Pour les révolutionnaires de 1789, puis les historiens de la Ille République, le souverain n’est un peu benêt : FAUX !

Vendredi 27 août 2010 // L’Histoire

Le Roi mesurait en réalité entre 1,90 m et 1,93 m et était doté d’une très grande force physique, qu’il mettait au service de ses passions, la première était de servir la France.

La Révolution française et les historiens de la III° République nous ont laissé l’image caricaturale d’un roi simplet, petit et gros, indécis et médiocre. Encore dauphin, le duc de Berry est un garçon timide et taciturne, mais intéressé par les études et doués d’une excellente mémoire. Il reçoit une éducation fénelonienne empreinte de morale et de religion, donnée par son gouverneur, le duc de La Vauguyon.

Le but est d’en faire un monarque exemplaire par ses vertus, connaissant parfaitement le fonctionnement de son royaume pour mieux en réformer les abus. Très cultivé, Louis XVI parle couramment l’anglais et lit parfaitement l’italien, l’espagnol, l’allemand et le latin. Il se passionne pour l’histoire, la géographie et les techniques, mais surtout les sciences. Sa bibliothèque, dans laquelle il aime passer du temps, compte plus de 12 000 ouvrages traitant des mathématiques, de physique, de chimie, de médecine ou encore de philosophie, en particulier ceux de l’Écossais David Hume.
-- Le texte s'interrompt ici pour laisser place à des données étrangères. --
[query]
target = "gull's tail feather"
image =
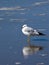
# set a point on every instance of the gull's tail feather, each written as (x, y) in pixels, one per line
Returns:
(41, 34)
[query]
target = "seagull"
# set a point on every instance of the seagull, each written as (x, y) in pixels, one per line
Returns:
(29, 31)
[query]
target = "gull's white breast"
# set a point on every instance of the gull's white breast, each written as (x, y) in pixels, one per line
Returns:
(27, 30)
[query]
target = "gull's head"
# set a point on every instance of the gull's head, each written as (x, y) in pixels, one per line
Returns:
(25, 25)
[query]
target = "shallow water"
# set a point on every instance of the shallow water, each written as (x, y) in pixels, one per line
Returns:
(12, 41)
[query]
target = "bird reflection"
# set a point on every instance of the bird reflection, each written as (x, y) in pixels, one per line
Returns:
(31, 49)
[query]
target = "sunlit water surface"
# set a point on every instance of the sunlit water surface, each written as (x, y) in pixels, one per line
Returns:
(14, 49)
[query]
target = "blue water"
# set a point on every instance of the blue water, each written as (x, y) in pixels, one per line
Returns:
(12, 40)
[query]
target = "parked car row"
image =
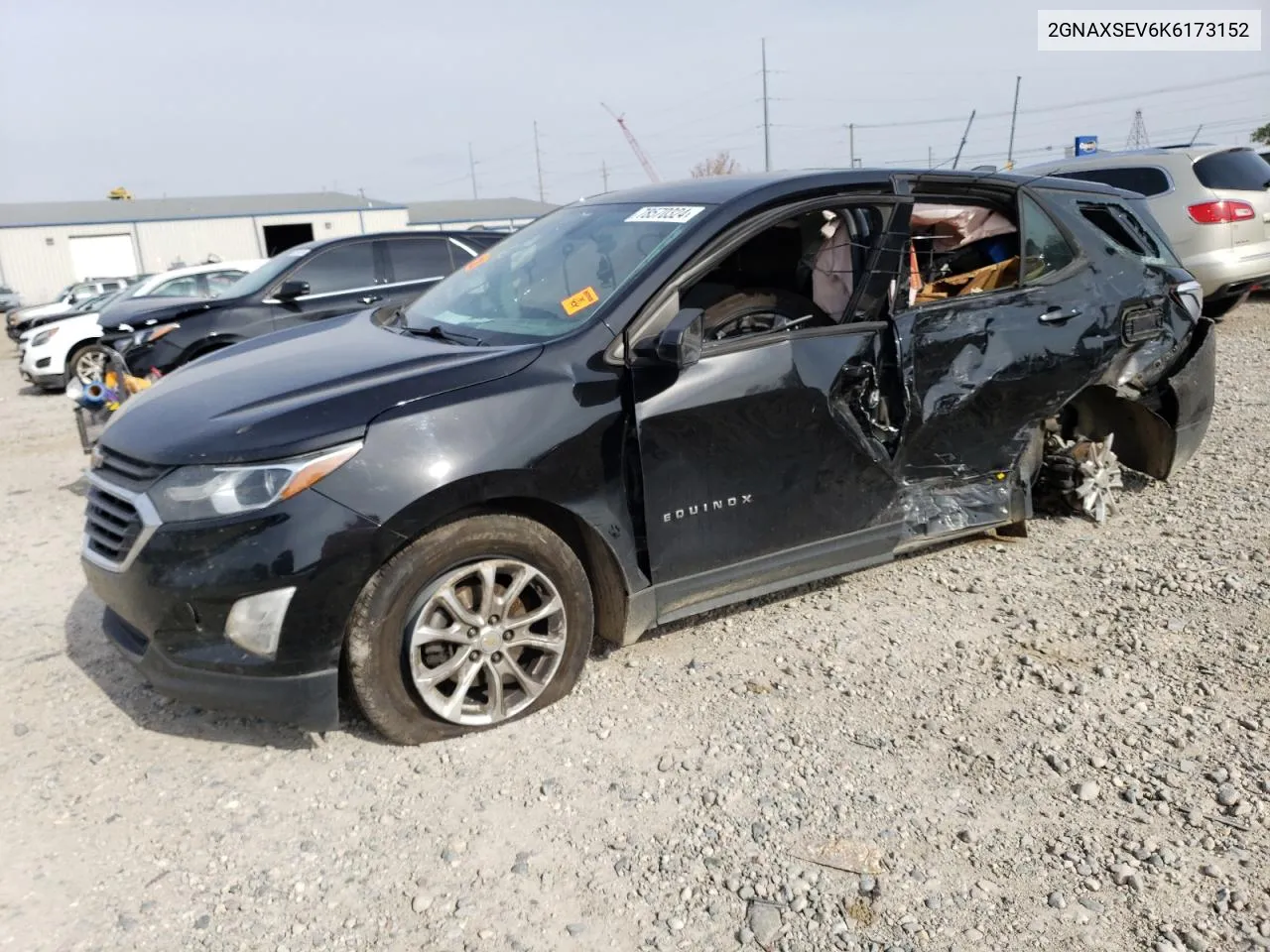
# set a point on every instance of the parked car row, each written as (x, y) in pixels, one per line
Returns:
(642, 407)
(55, 348)
(70, 298)
(1211, 200)
(307, 284)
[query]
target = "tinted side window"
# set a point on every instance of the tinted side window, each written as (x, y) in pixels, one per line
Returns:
(417, 259)
(1143, 179)
(1046, 250)
(1239, 169)
(1119, 225)
(340, 268)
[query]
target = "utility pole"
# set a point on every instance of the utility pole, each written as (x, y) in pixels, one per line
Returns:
(767, 127)
(964, 137)
(1138, 132)
(1014, 114)
(538, 159)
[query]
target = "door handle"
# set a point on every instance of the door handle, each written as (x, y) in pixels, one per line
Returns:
(1057, 315)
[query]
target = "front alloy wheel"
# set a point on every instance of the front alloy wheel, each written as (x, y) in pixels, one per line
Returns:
(488, 642)
(89, 365)
(475, 624)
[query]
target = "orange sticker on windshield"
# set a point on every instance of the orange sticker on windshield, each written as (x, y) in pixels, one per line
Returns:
(580, 301)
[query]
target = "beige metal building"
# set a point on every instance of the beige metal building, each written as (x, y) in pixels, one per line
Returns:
(48, 245)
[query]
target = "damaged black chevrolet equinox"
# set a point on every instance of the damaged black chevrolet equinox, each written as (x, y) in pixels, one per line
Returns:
(642, 407)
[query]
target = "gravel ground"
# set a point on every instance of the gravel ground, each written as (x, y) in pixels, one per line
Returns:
(1002, 744)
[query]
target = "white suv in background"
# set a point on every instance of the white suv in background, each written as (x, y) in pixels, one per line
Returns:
(53, 353)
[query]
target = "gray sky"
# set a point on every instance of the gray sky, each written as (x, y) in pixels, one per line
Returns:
(296, 95)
Il aime dessiner les cartes de géographie, et rédigea pour l’essentiel les instructions de l’expédition maritime autour du monde commandé par La Pérouse. La reconstitution de la marine royale lui tient à cœur. Ce redressement permit de tenir en échec la flotte anglaise et contribua à l’indépendance américaine, qu’il aida (lire Historia n° 743). Lors d’une visite qu’il effectue dans le port de Cherbourg en 1786, les officiers sont étonnés par l’étendue de ses connaissances et la pertinence de ses remarques.

Soucieux du bien-être de son peuple, il est conscient de la nécessité de réformer le pays. Il se montre ouvert aux Lumières, comme en témoigne l’entrée dans son gouvernement de Turgot ou de Malesherbes. Pourtant la grande popularité dont il jouit à son avènement va décroître. Modeste et discret, aspirant à un mode de vie plus simple, il tourne le dos au système de cour hérité de Louis XIV et à l’étiquette, qu’il néglige. En accentuant la désacralisation de la figure royale déjà amorcée sous le règne précédent, cette attitude lui attire l’animosité d’une partie de la noblesse, privée de sa raison d’être sociale.

Elle fait ainsi circuler des pamphlets ridiculisant le souverain, le présentant comme faible et jouet de son épouse Marie-Antoinette. L’impopularité grandissante de la reine rejaillit également sur lui, critiqué pour céder à ses caprices et ne pas être capable de faire cesser ses dépenses. Son manque de fermeté pour mener des réformes, sa passivité face aux événements de la Révolution ou ses maladresses pour en inverser le cours le rendent définitivement impopulaire, il paiera de sa vie une impopularité qu’il ne mérité pas.

Dans les caricatures révolutionnaires, « le roi-père » devient « le roi-faible », tant sur le plan moral que physique. La République ne pouvait qu’insister sur le dénigrement d’un monarque dont la disparition permet l’envol.

L’historiographie républicaine de la fin du XIX° siècle relaya cette image dans ses manuels scolaires, en concurrence avec celle du roi martyr que forgèrent les royalistes après son exécution en 1793.